Finding Similar Documents
The “Find Similar Documents” feature can easily be used on-the-fly in Relativity from both the viewer and text modes. This feature is used to return conceptually correlated documents based on the full text of an entire document. It helps users quickly return a set of highly conceptually similar documents to the key responsive and/or non-responsive documents at hand. We have successfully used this feature to locate groups of non-responsive, potentially privileged and extremely relevant documents, facilitating a more targeted approach to review.
In one of our recent projects, we successfully used the “Find Similar Documents” feature to quickly identify a large number of spam emails prior to batching the documents for review. This process resulted in our client reviewing 30 percent fewer documents and contributed to great time and cost savings.
Conceptual Near-Duplicate Detection
The ability to quickly identify conceptual near-duplicates is now common practice in Relativity databases when Analytics is enabled. Near-duplicate detection is based on conceptual similarity rather than relying on exact text and metadata matches. Near-duplicate groupings can be integrated with advanced searching and automated batching in Relativity, as needed.

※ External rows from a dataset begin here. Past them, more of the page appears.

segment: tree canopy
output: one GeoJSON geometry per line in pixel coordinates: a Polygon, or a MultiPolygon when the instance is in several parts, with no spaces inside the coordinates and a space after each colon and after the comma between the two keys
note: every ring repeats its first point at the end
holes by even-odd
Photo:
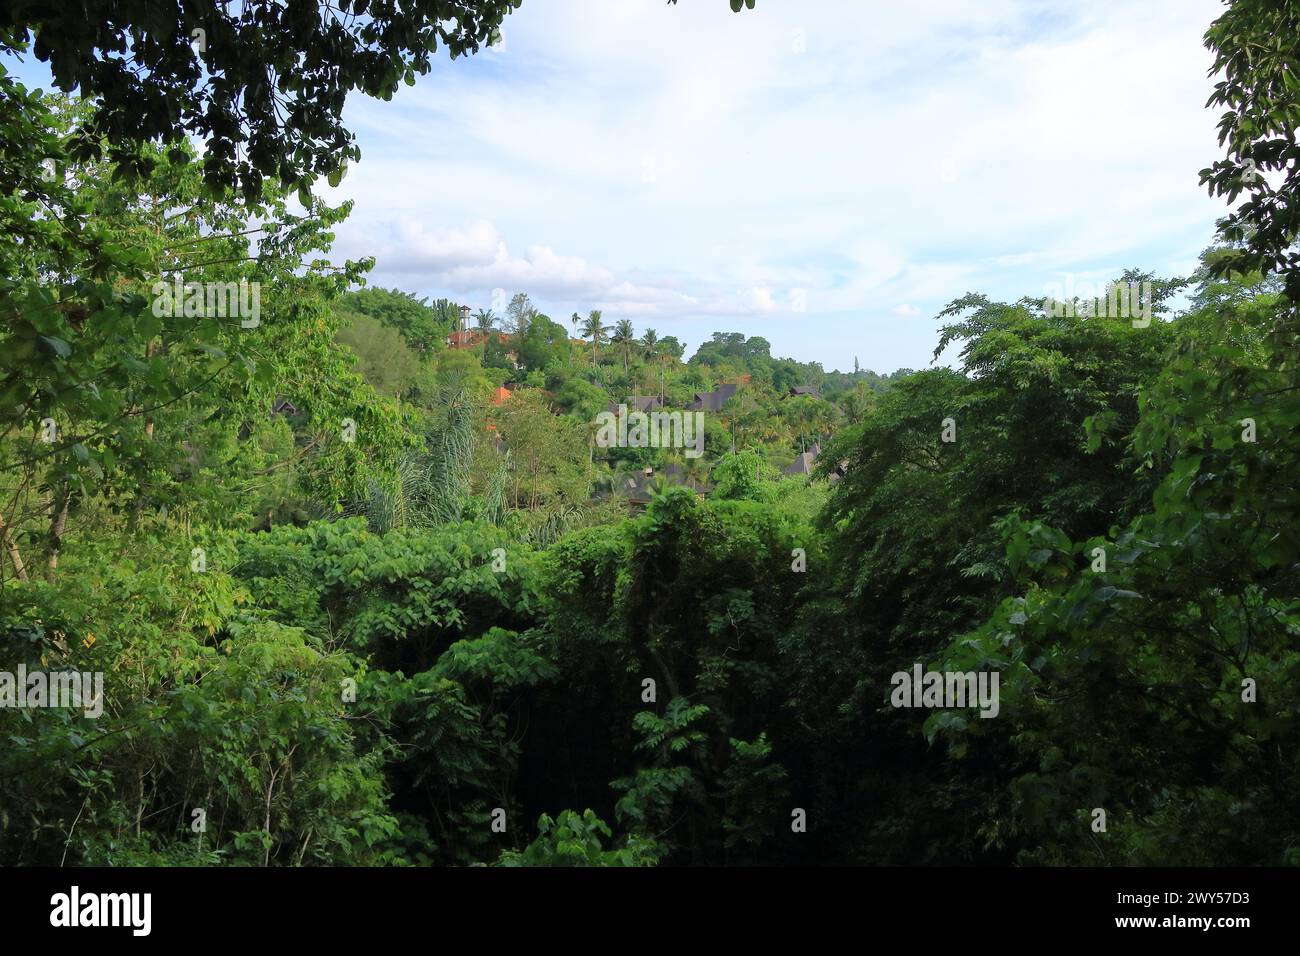
{"type": "Polygon", "coordinates": [[[510,5],[173,6],[0,38],[99,97],[0,73],[0,858],[1300,864],[1300,4],[1206,35],[1249,198],[1149,321],[889,374],[365,285],[343,95],[510,5]]]}

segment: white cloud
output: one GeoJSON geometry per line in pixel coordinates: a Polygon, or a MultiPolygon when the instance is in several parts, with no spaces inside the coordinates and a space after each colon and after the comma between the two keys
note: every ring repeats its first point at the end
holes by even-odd
{"type": "Polygon", "coordinates": [[[414,279],[453,293],[527,290],[542,302],[590,302],[593,308],[662,318],[745,316],[779,309],[770,289],[701,299],[672,288],[669,280],[619,279],[610,269],[549,246],[530,246],[523,255],[513,255],[496,227],[481,220],[460,228],[431,229],[403,217],[387,233],[350,235],[337,248],[352,258],[375,256],[380,275],[399,284],[414,279]]]}
{"type": "Polygon", "coordinates": [[[553,316],[916,367],[966,292],[1016,299],[1209,242],[1201,35],[1220,12],[525,3],[504,51],[349,105],[363,158],[340,246],[421,294],[517,289],[553,316]]]}

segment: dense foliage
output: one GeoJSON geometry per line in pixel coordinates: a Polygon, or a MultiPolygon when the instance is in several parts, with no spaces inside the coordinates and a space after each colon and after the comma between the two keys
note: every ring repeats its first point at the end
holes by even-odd
{"type": "Polygon", "coordinates": [[[0,707],[0,862],[1300,863],[1297,26],[1208,34],[1207,182],[1287,178],[1116,276],[1150,322],[969,294],[956,367],[887,376],[366,286],[287,156],[0,76],[0,672],[103,679],[0,707]],[[601,445],[619,404],[704,409],[704,453],[601,445]],[[900,709],[915,664],[996,716],[900,709]]]}

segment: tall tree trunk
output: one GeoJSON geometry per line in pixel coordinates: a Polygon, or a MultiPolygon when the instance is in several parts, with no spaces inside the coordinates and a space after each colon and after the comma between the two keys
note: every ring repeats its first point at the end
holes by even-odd
{"type": "MultiPolygon", "coordinates": [[[[144,347],[144,357],[147,360],[153,358],[153,356],[154,356],[154,344],[153,342],[150,342],[144,347]]],[[[148,438],[150,441],[153,440],[153,419],[152,418],[144,423],[144,434],[145,437],[148,438]]]]}
{"type": "Polygon", "coordinates": [[[27,568],[23,565],[23,556],[18,551],[18,543],[9,534],[9,526],[5,524],[4,518],[0,518],[0,541],[4,542],[5,550],[9,552],[9,560],[13,562],[14,574],[18,575],[18,580],[28,580],[27,568]]]}
{"type": "Polygon", "coordinates": [[[72,502],[72,491],[65,489],[60,499],[50,503],[52,514],[50,520],[50,556],[45,562],[45,580],[53,583],[54,573],[59,567],[59,552],[63,550],[63,529],[68,524],[68,505],[72,502]],[[57,512],[55,508],[57,507],[57,512]]]}

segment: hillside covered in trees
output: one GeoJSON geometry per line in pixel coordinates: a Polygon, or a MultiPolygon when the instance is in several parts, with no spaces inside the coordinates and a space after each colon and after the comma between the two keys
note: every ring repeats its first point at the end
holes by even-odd
{"type": "Polygon", "coordinates": [[[0,862],[1300,863],[1297,28],[1210,29],[1249,201],[1149,321],[972,292],[921,371],[375,286],[328,118],[0,66],[0,671],[102,675],[0,677],[0,862]]]}

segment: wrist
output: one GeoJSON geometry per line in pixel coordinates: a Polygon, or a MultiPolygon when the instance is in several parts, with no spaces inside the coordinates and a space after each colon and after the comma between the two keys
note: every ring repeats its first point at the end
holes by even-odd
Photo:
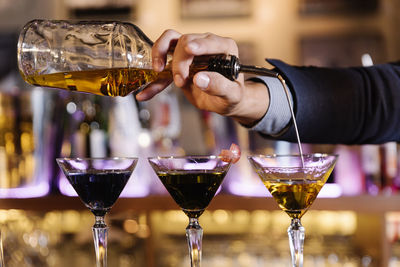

In practice, we have found that the identification of near-duplicates is particularly useful when MD5 values are not available to identify exact duplicates. We were able to apply this technology in a recent project on a set of newly loaded third party data. After identifying the conceptual near-duplicates we found that nearly 40 percent of the records had near-duplicates already coded in the database. The client was then able to leverage their prior coding to more efficiently code the new data, resulting in improved efficiency and significant cost savings.
Even in cases where MD5 hash duplicates are available, the addition of conceptual near-duplicates can improve review workflow. Near-duplicates can aid in identifying potentially privileged documents to be flagged for a second-level privileged review. Additionally, they can be useful when spot-checking coding consistency across documents.
Clustering is a mass operation that automatically groups conceptually correlated documents into virtual folders displayed by topic. Users are not required to define a set of exemplar documents upfront. We frequently use clustering in conjunction with batching to generate conceptually similar review batches, aiding in review efficiency.
In a recent project clustering was applied to the full database consisting of around 80,000 records. It took less than one hour for clustering to complete in Relativity. The results allowed our client to quickly determine that around 45 percent of the documents were not relevant or eligible for review. The non-relevant documents were then moved to a secure folder, allowing our client to focus on only the potentially relevant documents. This example clearly demonstrates the vast cost and time saving benefits associated with clustering.
Analytics is a versatile tool that can enhance workflow in Relativity and contribute to substantial time and cost savings. Furthermore, the features outlined above do not require significant time or resource investments. Our clients have had noted success using Analytics to isolate priority documents for immediate review, locate highly responsive or unresponsive data, and improve overall coding efficiency with the use of clustering and near-duplicate identification.